The Fed raised rates again in March with the target Fed Funds rate now at 0.75-1.0%. It is anticipated that this rate hike will be the first of a few this year but as we have come to learn, the plan Fed policymakers present in one quarter can be significantly different from the actual changes in the policy rate in subsequent quarters. If inflation continues to take hold, it can be expected that the Fed will respond with another hike or two this year. However, there are no shortage of external factors that could put additional rate hikes on hold in 2017. No matter what happens the rest of the year regarding monetary policy, we have already witnessed something this year that had not happened since before the financial crisis: increases in the Fed Funds rate in consecutive quarters.
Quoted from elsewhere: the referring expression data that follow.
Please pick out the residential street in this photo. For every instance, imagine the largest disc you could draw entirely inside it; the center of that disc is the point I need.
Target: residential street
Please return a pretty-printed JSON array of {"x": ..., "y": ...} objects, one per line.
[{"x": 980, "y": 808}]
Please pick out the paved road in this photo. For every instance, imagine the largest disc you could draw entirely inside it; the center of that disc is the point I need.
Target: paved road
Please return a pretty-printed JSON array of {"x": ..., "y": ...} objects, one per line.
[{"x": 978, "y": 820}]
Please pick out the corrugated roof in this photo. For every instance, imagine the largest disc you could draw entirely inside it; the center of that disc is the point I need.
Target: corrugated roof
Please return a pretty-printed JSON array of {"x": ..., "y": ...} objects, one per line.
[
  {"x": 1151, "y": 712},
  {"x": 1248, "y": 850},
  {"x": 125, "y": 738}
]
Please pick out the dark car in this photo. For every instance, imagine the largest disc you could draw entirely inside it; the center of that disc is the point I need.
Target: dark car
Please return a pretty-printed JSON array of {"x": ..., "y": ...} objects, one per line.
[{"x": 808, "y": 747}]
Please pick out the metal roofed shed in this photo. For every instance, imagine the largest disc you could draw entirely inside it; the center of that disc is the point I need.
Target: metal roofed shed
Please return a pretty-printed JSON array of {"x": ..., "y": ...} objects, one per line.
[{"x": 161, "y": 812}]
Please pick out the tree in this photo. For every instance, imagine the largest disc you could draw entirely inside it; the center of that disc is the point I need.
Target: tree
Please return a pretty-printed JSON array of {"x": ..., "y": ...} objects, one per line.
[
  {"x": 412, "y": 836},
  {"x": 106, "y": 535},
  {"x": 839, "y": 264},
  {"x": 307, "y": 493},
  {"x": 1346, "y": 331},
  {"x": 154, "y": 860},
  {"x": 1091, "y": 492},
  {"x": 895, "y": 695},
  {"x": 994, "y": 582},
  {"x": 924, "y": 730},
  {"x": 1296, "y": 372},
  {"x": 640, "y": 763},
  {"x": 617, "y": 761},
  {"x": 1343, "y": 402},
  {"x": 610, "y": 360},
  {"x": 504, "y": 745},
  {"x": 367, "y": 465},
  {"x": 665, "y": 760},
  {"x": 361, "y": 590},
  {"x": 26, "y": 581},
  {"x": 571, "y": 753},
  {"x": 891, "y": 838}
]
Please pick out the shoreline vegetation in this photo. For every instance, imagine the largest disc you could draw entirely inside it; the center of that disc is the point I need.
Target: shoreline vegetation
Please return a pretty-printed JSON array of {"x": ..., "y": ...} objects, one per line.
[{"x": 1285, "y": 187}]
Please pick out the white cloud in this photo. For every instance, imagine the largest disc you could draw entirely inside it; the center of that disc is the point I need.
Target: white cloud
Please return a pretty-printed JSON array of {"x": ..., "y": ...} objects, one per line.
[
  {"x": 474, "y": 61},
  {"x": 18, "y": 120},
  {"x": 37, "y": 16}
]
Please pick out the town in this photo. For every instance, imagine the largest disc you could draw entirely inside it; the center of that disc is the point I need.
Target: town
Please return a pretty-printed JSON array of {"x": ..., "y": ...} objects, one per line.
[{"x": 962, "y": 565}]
Despite the strong start to the year in US and global equity markets, the torrid pace slowed down in March. The S&P 500 returned 0.12% in the final month of the quarter while the MSCI All Country World Index rose 1.22%. US markets continued to rise in the quarter following the inauguration of President Trump. Similar to the post-election stock market rally at the end of 2016, the performance in US markets is largely attributable to the new administration’s pro-business rhetoric: tax cuts, regulatory reform and infrastructure spending. Some have said the pro-business talk has revived the “animal spirits” in the US. While it certainly seems like markets have become increasingly confident in the future business environment backed by strong hiring numbers and consumer confidence surveys, we are a little more skeptical. In our view, the post-election rally that continued into the first quarter of this year “priced to perfection” the anticipated pro-growth policies that Trump would pursue with the help of a Republican-controlled House and Senate.
In a way, March was a wakeup call for markets as investors seemed to realize that talking about major tax overhaul and spending plans is much different than implementing such legislation. The discrepancy between campaign rhetoric and legislative change was highlighted by the House’s plan on repealing the Affordable Care Act. The infighting that surrounded the bill in the House, combined with Senators proclaiming the bill would be dead on arrival and an ambivalent President, made clear that any legislative changes would be challenging to accomplish. Even in a best-case scenario, legislative change takes time. The health care debate showed that large-scale overhauls not only will take time, but may not come to fruition at all, or be much smaller in scale that Trump campaigned on.
Tax reform is another big-ticket item that Republicans want to tackle early on, but even if Trump is more personally invested in tax reform than he has been with health care reform, the task is still monumental. Even if some Democrats are convinced to support a tax reform bill because of middle class tax cuts for example, they are unlikely to provide the bipartisan support needed before the 2018 midterm elections to minimize the chance Trump gets a big “win” in the first part of his term. This supports our belief that stock markets, already sitting at high valuations, got ahead of themselves early in the quarter and this was followed by a slight pullback at the end March. In sum, while we are hopeful for a pro-growth corporate tax reform bill, we are not anticipating a major change just yet—although any progress towards one in Congress might be enough to guide equity markets even higher.
On the short-term horizon, increased market volatility may be in store for the second quarter of 2017 for a number of reasons. First, if the Fed raises rates again investors may be enticed to move money out of equities and into higher-yielding US Treasuries. Additionally, if economic growth in Europe continues to pick up, European debt may begin to look more attractive relative to yields over the last year, which could also draw money out of stock markets.
On the flipside of positive economic growth in Europe however lies the potential for destabilizing effects if Marine Le Pen wins the French presidential election. Her anti-Euro, pro-nationalism platform could serve as a knockout punch to the European Union. Based on current polling Le Pen has been gaining momentum recently, although she is still likely to lose to Emmanuel Macron. The French election, set to begin later this month, may be the biggest event with serious market-moving potential on the calendar for both the quarter and the entire year. If 2016 taught us anything, though, it is that unexpected outcomes in political events may send markets down in the short-term but that they have yet to derail the US equity bull market. The French election may prove to be different, but US equity markets have been resilient over the last 5 years. The escalation of conflict in Syria may also provide a case study in geopolitical driven volatility in the short-run that is outweighed by stronger market fundamentals over the course of the year.
Constructing durable asset allocations remains our primary focus, given all of the various economic and political puts and takes. We will also continue to take advantage of market dislocations during periods of uncertainty when we believe compelling opportunities present themselves.